4. Insurance and Liability Coverage 

This is an easy one. Before partnering with any remediation service, a general contractor must ensure that the subcontractor has the appropriate levels of insurance and liability coverage. This protects both the general contractor and the remediation company in the event of accidents or unforeseen circumstances.  

But don’t just ask if they have insurance; confirm what types of insurance they have, and what each covers. Different scenarios require different types of insurance. Without them the GC may be held liable.  

5. References and Testimonials 

Many companies claim to have experience with the abatement of asbestos and other hazardous materials, but it is another thing to have those claims validated. Most remediation companies should have a large list of references who will stand behind their previous work and give you an honest testimonial about the capabilities, safety approach, timeliness, and general knowledge of a partner.  

6. Customer Service and Communication 

Good communication and customer service is not always a given. Ensure your remediation partner excels at both, as they are critical components of a successful completion of a project. Find a partner who answers the phone right away (and doesn’t send you to a lengthy automated phone tree). They should be responsive to both simple and complex questions. They should value communication and provide regular updates. 

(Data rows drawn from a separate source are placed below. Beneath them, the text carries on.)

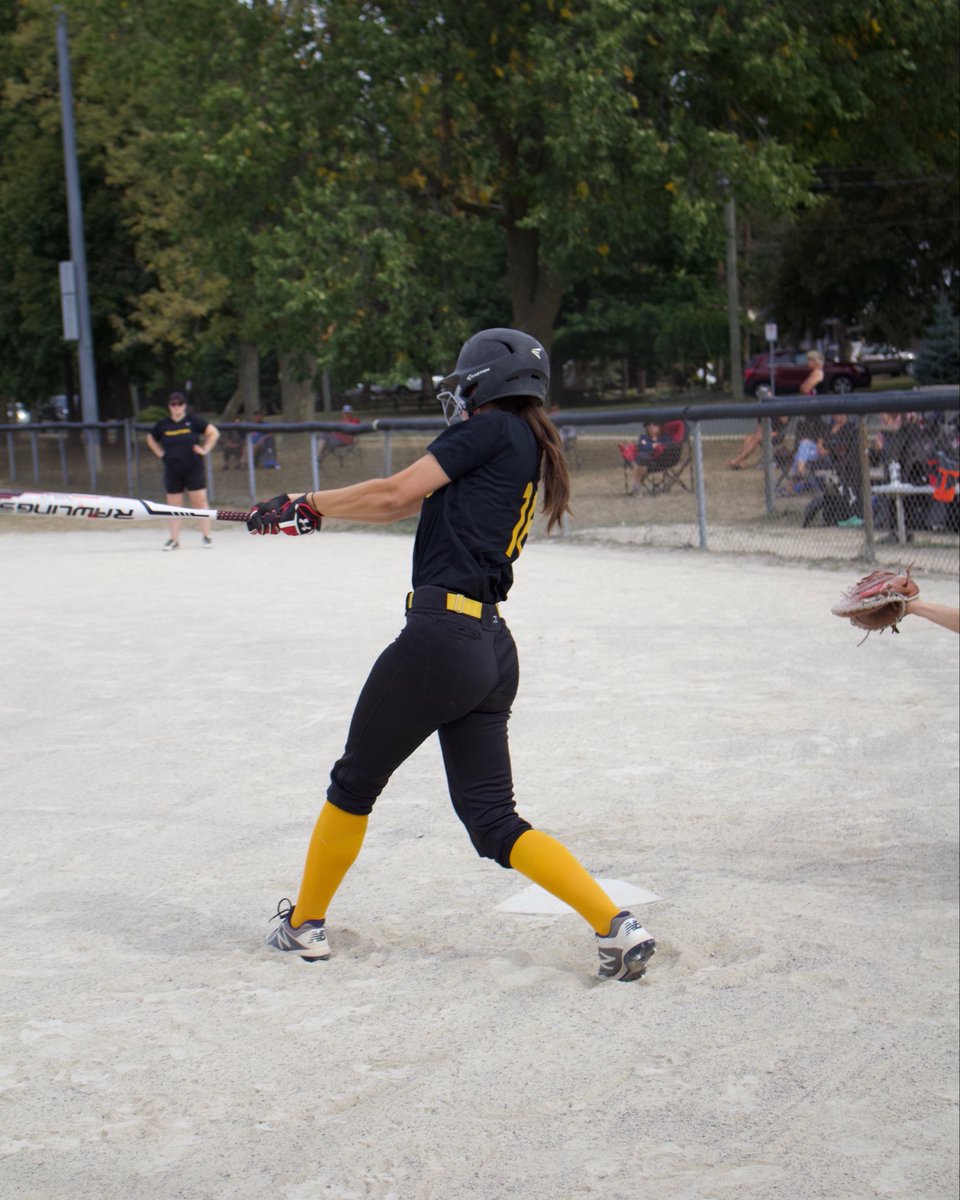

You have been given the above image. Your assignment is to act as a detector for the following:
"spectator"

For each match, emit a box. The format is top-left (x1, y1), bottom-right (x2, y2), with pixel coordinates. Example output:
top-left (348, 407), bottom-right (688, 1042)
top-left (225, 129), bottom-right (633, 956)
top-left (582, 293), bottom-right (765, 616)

top-left (790, 414), bottom-right (827, 492)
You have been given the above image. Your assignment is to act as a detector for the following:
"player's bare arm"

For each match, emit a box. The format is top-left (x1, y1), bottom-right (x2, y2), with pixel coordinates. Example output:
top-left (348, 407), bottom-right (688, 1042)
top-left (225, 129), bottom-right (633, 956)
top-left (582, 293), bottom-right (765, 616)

top-left (297, 454), bottom-right (450, 524)
top-left (907, 600), bottom-right (960, 634)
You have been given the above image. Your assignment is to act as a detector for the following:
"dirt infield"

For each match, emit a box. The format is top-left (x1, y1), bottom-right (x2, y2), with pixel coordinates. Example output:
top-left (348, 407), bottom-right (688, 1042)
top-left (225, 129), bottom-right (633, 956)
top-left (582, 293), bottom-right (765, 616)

top-left (0, 528), bottom-right (960, 1200)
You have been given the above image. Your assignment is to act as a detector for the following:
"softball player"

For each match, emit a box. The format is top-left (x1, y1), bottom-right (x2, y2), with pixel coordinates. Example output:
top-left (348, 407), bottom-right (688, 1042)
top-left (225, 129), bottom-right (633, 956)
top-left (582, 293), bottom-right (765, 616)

top-left (247, 329), bottom-right (655, 980)
top-left (146, 391), bottom-right (220, 550)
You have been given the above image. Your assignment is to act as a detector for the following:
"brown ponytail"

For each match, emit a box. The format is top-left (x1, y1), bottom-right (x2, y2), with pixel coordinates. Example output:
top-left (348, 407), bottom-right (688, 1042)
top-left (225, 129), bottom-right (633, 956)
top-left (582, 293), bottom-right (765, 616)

top-left (493, 396), bottom-right (570, 533)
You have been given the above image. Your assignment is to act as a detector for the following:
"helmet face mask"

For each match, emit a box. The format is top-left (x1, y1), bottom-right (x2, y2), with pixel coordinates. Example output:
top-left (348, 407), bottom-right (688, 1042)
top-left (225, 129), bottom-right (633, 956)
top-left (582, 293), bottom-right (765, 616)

top-left (437, 329), bottom-right (550, 425)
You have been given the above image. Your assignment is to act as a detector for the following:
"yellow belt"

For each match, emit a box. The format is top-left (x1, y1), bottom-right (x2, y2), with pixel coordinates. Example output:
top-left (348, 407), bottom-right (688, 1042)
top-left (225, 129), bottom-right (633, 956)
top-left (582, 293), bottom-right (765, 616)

top-left (407, 592), bottom-right (499, 620)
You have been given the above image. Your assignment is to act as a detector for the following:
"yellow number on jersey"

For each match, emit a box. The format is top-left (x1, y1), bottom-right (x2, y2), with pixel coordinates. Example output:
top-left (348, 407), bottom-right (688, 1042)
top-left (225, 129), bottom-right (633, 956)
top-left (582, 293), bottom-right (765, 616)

top-left (506, 484), bottom-right (536, 558)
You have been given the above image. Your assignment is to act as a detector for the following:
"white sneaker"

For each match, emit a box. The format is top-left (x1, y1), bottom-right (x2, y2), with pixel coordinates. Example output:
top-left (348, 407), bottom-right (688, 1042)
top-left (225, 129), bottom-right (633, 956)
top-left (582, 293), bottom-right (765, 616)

top-left (596, 912), bottom-right (656, 983)
top-left (266, 900), bottom-right (330, 962)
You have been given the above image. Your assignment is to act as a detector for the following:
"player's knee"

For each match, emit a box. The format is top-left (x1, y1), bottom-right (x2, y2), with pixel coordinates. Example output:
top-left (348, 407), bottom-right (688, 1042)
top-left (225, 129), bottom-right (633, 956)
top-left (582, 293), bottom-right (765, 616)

top-left (467, 812), bottom-right (533, 869)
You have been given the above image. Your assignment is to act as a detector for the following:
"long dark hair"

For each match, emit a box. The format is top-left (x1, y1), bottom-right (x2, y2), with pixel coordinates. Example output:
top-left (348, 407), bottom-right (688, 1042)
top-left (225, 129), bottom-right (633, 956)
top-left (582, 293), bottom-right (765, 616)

top-left (493, 396), bottom-right (572, 533)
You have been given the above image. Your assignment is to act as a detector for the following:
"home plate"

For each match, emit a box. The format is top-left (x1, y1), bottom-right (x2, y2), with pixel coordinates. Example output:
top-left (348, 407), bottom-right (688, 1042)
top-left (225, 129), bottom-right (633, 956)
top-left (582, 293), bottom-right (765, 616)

top-left (497, 880), bottom-right (664, 913)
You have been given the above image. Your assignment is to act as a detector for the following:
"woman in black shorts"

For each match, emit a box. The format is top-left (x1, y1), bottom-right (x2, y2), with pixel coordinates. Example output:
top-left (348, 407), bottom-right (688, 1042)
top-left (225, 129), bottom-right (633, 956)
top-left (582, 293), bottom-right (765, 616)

top-left (247, 329), bottom-right (655, 980)
top-left (146, 391), bottom-right (220, 550)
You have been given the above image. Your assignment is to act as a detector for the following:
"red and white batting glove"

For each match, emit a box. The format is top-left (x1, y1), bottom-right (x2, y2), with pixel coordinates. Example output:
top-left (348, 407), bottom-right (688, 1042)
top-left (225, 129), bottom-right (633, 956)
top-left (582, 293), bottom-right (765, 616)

top-left (247, 492), bottom-right (290, 536)
top-left (277, 496), bottom-right (323, 538)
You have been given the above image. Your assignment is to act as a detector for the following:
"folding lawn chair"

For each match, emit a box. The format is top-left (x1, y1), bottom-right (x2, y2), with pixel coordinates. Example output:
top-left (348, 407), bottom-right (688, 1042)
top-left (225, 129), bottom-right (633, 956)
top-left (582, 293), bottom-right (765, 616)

top-left (617, 421), bottom-right (694, 496)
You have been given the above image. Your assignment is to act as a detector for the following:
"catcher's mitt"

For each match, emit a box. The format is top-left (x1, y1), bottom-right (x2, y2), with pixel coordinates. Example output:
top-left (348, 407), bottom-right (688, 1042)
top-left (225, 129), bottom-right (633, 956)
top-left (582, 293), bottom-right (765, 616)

top-left (830, 568), bottom-right (920, 636)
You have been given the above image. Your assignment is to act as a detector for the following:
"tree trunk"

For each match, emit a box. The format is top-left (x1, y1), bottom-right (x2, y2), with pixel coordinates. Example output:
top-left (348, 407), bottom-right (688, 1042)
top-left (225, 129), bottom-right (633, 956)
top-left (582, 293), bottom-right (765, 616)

top-left (280, 355), bottom-right (317, 421)
top-left (506, 226), bottom-right (563, 350)
top-left (236, 342), bottom-right (260, 421)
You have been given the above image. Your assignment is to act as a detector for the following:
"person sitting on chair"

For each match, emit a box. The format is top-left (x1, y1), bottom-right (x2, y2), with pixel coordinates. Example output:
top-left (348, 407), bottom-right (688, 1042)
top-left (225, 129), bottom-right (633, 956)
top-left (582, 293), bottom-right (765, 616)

top-left (317, 404), bottom-right (360, 461)
top-left (630, 421), bottom-right (667, 496)
top-left (790, 416), bottom-right (827, 492)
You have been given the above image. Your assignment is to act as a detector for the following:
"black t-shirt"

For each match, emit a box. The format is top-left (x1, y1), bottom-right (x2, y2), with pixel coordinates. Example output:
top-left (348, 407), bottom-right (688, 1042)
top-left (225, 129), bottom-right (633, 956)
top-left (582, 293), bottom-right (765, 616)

top-left (150, 413), bottom-right (209, 469)
top-left (413, 409), bottom-right (540, 604)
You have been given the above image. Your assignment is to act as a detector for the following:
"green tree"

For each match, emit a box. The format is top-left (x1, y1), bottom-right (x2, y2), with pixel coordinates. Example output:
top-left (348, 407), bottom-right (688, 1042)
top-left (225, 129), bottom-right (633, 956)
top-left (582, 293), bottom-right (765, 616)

top-left (913, 296), bottom-right (960, 385)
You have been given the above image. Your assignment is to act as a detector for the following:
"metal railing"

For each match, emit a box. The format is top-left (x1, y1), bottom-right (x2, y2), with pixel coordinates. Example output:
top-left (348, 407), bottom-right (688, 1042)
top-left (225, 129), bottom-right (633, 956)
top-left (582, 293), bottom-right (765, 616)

top-left (0, 388), bottom-right (960, 574)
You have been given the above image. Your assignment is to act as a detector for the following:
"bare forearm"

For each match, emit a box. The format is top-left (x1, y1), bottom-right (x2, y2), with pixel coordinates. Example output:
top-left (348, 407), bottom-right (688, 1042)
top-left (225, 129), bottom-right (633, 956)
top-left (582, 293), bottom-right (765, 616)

top-left (907, 600), bottom-right (960, 634)
top-left (292, 479), bottom-right (422, 524)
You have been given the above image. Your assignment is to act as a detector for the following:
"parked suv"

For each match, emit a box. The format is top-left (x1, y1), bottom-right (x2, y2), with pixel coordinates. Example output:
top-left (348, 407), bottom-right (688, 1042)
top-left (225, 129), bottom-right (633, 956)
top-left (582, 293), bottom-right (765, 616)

top-left (743, 350), bottom-right (870, 396)
top-left (853, 346), bottom-right (917, 376)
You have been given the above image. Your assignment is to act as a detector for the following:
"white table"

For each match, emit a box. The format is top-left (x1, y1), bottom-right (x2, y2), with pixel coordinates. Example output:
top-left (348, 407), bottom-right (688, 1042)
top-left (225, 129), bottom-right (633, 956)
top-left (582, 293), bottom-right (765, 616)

top-left (870, 484), bottom-right (934, 546)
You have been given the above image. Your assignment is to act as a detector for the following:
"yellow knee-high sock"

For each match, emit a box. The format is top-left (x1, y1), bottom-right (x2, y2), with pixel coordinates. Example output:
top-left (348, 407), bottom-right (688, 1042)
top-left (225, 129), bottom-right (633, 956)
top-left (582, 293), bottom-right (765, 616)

top-left (510, 829), bottom-right (620, 934)
top-left (290, 802), bottom-right (367, 929)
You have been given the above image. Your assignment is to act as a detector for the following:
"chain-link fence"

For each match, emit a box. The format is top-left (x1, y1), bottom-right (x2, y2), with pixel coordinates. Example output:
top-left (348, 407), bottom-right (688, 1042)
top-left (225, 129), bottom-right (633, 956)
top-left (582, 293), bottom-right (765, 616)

top-left (0, 388), bottom-right (960, 575)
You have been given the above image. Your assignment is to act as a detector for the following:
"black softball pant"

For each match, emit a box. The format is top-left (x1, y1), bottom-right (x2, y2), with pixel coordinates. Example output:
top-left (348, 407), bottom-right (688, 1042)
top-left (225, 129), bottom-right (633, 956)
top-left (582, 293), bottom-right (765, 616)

top-left (326, 597), bottom-right (530, 866)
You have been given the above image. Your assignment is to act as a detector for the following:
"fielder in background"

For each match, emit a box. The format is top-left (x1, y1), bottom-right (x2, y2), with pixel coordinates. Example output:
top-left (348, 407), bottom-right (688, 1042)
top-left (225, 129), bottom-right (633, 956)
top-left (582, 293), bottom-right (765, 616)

top-left (247, 329), bottom-right (655, 980)
top-left (146, 391), bottom-right (220, 550)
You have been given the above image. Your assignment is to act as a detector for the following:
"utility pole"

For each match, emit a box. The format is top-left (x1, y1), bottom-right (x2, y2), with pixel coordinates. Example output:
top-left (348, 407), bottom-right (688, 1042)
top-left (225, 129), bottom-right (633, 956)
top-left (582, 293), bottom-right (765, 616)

top-left (56, 8), bottom-right (100, 455)
top-left (724, 191), bottom-right (744, 404)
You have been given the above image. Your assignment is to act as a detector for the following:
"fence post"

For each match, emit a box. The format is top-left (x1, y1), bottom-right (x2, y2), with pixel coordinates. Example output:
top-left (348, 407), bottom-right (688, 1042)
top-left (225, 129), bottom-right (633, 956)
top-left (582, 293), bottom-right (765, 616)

top-left (246, 433), bottom-right (257, 504)
top-left (692, 421), bottom-right (707, 550)
top-left (310, 430), bottom-right (320, 492)
top-left (83, 425), bottom-right (100, 492)
top-left (56, 430), bottom-right (70, 491)
top-left (130, 427), bottom-right (143, 496)
top-left (857, 413), bottom-right (877, 563)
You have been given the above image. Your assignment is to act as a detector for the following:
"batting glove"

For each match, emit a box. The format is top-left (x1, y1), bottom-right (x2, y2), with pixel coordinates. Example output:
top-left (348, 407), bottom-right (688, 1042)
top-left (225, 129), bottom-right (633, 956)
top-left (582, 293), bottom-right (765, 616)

top-left (277, 496), bottom-right (323, 538)
top-left (247, 492), bottom-right (290, 535)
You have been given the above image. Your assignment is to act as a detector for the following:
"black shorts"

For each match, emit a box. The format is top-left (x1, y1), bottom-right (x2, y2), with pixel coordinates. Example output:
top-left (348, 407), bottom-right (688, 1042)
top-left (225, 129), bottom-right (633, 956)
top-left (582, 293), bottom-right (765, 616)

top-left (326, 587), bottom-right (530, 866)
top-left (163, 455), bottom-right (206, 496)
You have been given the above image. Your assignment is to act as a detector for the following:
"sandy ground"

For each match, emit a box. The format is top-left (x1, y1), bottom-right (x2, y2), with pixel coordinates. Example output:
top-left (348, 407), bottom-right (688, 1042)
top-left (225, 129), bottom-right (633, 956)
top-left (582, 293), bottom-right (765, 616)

top-left (0, 520), bottom-right (960, 1200)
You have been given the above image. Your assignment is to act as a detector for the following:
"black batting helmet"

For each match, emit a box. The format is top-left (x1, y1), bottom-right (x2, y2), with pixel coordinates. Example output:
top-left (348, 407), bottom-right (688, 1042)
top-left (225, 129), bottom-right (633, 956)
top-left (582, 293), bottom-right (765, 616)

top-left (437, 329), bottom-right (550, 424)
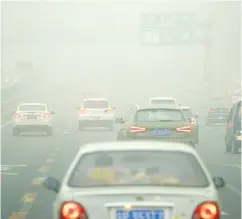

Projects seldom go exactly as expected and problems often arise that need immediate troubleshooting. Any abatement company should be ready to jump in and help find a solution with great customer service. 

7. Environmental Responsibility 

Find a hazardous materials remediation subcontractor whose company culture prioritizes environmental responsibility and sustainability. The company should ensure their practices are sustainable and environmentally conscious and make every effort to incorporate that into all their actions. Cleaning up the world is a difficult mission so find a partner who believes in the future. 

Why Choosing the Right Remediation Specialist is Important 

Although asbestos is fireproof, and heat and chemical resistant, and was even considered a “miracle” product in the early 1900s, it is now known as one of the most dangerous construction substances. In response, the EPA has established several asbestos laws and regulations. 

The EPA has similar laws and regulations pertaining to lead. Notably, the EPA requires that any renovation, repair or painting projects that could potentially disturb lead-based paint in buildings including homes, childcare facilities and preschools built before 1978 be performed by lead-safe certified contractors, like us. 

Like asbestos and lead, all hazardous materials are now governed by strict regulations. These warnings exist to ensure hazardous materials are managed with care. That is why it is so important to choose the right hazardous waste remediation specialist for your project.